Gurronsevas shook his hands dry because there was nothing he could see resembling a towel and said, "I would like you to allow me to try."
Without replying, Remrath turned and hobbled stiffly into the outer room to return a few minutes later with an armful of the recently arrived vegetables. It began pulling leaves off some of them and roots from others before dropping the presumably edible parts into the water before it spoke.
"You are allowed to try, stranger," it said. "But if, out of your greater knowledge and other-world experience, you cannot produce meat for us you will be wasting your time. That is our hope and the reason why I forced Tawsar to meet you in the first place. Instead of explaining our urgent need for meat, which is necessary for the survival of our species, he was ashamed and talked of other things and allowed your healers to do strange things to him.
"What do you want to do first, Gurronsevas?"
"I would like to begin," he replied, "by talking to you about the Wem..."
"Yes, please," said Murchison. "Apart from the physiological data, Prilicla says that you are getting more useful information from your friend in five minutes than we did from Tawsar in two hours."
"...About what you think of yourselves and your world," he went on, ignoring yet another unexpected compliment, "as well as what you like to eat. Which objects, scenes and colors do you consider beautiful? Is the appearance of your food as important as its taste and odor? It has long been my belief that, in se
veral important respects, a person's behavior and level of culture is reflected by the food it eats and, of course, the civilized rituals and refinements practiced while cooking, presenting and eating it..."
"Stranger!" Remrath broke in. "You are becoming offensive, to myself and the Wem people. Are you suggesting that we are savages?"
"Gurronsevas, be careful," said Murchison urgently. "Dammit, are you trying to pick a fight?"
"That was not my intention," he said, replying to both questioners. "I know that the Wem are close to starvation, and many of the rituals of eating require a sufficiency, if not a surplus, of the preferred foods. But where I come from eating rituals can be altered, either through necessity or to relieve the boredom of an unchanging diet.
"Despite my ignorance of Wem cooking," Gurronsevas continued quickly, "I shall make suggestions on how this may be done. If these suggestions are offensive or unsuitable for any physical or psychological reason, tell me so at once without wasting time on politeness. But before you do so, let me test the foods that are available and debate the suggestion with you at length so that I as well as you will know why it is unworkable.
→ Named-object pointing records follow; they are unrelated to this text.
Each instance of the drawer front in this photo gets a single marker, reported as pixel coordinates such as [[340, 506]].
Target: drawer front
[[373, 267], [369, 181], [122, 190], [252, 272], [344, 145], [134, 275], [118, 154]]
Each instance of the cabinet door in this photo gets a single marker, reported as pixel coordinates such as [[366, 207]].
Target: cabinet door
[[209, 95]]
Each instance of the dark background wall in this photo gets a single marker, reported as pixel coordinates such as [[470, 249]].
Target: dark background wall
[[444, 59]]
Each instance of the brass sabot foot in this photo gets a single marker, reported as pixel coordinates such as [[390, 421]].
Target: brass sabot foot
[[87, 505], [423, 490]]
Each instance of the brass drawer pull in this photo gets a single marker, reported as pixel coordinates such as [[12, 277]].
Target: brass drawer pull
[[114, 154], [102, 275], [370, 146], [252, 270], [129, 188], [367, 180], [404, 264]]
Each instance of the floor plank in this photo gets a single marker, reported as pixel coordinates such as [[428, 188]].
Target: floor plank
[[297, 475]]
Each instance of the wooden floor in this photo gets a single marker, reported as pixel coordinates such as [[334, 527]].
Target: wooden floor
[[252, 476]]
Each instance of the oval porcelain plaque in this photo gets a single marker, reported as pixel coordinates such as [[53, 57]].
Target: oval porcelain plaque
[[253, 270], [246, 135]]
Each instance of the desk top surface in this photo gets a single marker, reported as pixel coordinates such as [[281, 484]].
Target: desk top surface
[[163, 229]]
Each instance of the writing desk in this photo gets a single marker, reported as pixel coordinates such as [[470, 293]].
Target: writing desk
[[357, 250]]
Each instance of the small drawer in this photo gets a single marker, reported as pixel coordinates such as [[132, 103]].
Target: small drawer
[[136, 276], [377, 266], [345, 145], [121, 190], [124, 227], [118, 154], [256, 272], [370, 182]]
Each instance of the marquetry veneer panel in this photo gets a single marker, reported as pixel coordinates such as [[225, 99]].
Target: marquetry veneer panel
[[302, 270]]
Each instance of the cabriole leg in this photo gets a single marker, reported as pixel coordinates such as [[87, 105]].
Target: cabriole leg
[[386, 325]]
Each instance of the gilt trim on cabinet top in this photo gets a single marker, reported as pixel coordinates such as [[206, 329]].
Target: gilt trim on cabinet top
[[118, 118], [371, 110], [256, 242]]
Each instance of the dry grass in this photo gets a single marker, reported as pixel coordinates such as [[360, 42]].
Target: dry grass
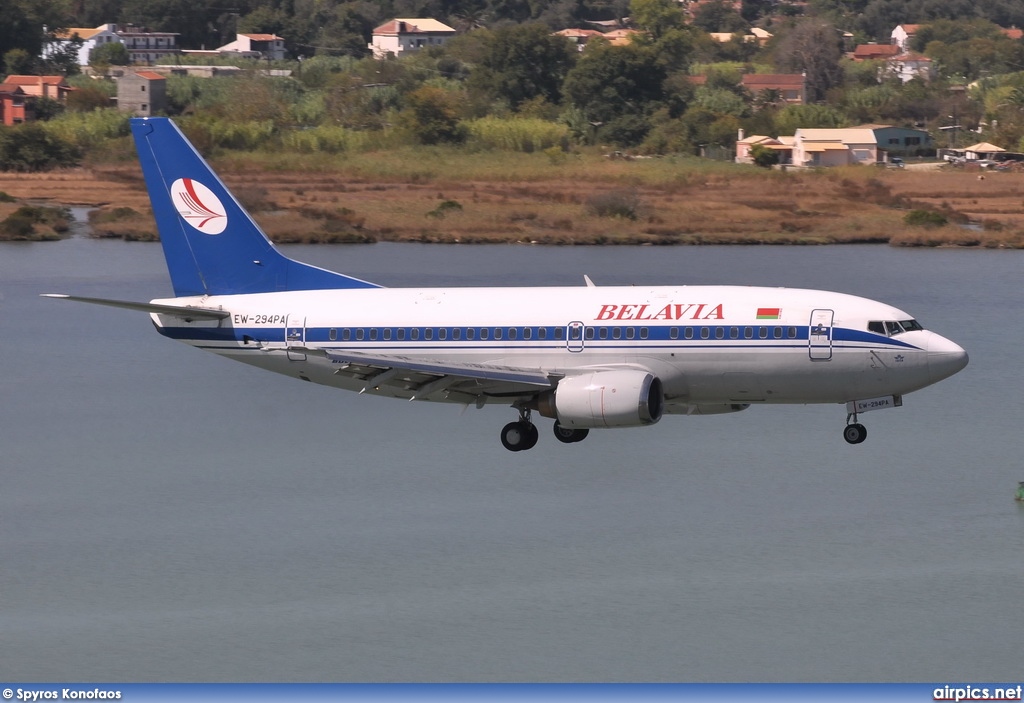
[[531, 200]]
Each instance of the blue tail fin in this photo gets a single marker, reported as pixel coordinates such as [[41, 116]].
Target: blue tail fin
[[211, 244]]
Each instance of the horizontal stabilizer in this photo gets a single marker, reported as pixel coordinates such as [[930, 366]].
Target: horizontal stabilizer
[[185, 312]]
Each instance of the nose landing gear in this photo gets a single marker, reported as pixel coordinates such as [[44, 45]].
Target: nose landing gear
[[854, 432]]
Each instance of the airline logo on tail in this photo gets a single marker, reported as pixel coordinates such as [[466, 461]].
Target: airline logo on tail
[[199, 207]]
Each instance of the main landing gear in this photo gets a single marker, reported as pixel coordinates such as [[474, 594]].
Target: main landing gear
[[522, 434], [854, 432]]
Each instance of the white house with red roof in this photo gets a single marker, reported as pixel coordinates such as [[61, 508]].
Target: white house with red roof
[[403, 35], [256, 45]]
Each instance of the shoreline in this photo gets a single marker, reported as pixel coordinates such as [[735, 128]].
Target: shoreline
[[856, 205]]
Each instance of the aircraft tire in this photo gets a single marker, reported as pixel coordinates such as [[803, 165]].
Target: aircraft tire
[[855, 434], [519, 436]]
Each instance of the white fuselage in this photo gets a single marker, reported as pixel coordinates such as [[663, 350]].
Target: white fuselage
[[709, 345]]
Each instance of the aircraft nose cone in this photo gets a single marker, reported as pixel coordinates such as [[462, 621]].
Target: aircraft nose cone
[[944, 357]]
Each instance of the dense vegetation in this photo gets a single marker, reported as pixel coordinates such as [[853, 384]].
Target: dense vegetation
[[505, 82]]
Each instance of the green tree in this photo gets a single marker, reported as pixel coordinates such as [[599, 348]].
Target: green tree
[[432, 117], [522, 62], [105, 55], [656, 16], [812, 47], [609, 82]]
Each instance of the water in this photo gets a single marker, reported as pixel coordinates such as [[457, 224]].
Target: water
[[167, 515]]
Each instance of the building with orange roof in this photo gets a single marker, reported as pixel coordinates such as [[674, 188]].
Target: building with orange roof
[[53, 87], [143, 93], [402, 35], [12, 104]]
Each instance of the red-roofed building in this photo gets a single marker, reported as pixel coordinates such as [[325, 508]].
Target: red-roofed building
[[12, 104], [256, 45], [53, 87], [399, 36]]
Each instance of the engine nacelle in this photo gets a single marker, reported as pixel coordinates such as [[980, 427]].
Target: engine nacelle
[[606, 398]]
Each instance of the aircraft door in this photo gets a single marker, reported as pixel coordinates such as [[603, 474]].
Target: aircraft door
[[819, 335], [295, 336], [573, 336]]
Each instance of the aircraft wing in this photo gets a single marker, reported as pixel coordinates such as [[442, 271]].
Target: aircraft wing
[[418, 378]]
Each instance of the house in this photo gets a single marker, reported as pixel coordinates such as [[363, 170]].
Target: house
[[910, 64], [835, 146], [400, 35], [781, 144], [981, 151], [268, 46], [870, 52], [147, 47], [621, 37], [142, 93], [902, 35], [91, 38], [578, 37], [143, 46], [756, 35], [900, 141], [12, 104], [53, 87]]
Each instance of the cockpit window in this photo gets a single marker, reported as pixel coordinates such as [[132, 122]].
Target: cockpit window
[[892, 327]]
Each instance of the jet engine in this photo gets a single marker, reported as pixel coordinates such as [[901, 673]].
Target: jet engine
[[605, 398]]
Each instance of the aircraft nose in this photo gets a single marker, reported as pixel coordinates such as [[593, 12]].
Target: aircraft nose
[[944, 357]]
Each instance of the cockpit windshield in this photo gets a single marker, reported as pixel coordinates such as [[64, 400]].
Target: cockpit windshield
[[893, 327]]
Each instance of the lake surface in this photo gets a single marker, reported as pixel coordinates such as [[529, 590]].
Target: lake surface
[[168, 515]]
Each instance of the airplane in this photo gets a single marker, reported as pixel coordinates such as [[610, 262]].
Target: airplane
[[588, 356]]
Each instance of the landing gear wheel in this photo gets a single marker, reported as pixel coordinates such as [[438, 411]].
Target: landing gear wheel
[[568, 435], [519, 436], [855, 434]]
"To make these tests," he went on, "I need your permission to take samples, very small quantities, of the vegetation and condiments that you use here. As well, I would be grateful if you could take me out to where these plants are harvested. Seeing them in their natural state, and gathering and testing other possibly edible growths in the vicinity, might suggest alternative meals or changes in the existing menu."
"But it is meat that we need," said Remrath firmly. "Have you a suggestion for providing that?"
"Only," said Gurronsevas, suddenly impatient with the other's culinary monomania, "if you were to eat one of us."
"Gurronsevas...!" Murchison began.
"We would not eat you, Gurronsevas," said Remrath, taking the suggestion literally. "With respect, your limbs and body appear hard and tough. You might taste like the branches of a tree. The shape-changer's parts might cause indigestion by changing shape within us, and the limbs and body of the beautiful, winged creature are as fleshless as the twigs of a bush in winter. The soft being who balances on two legs and the one with the shining fur might be suitable. Are they soon to die?"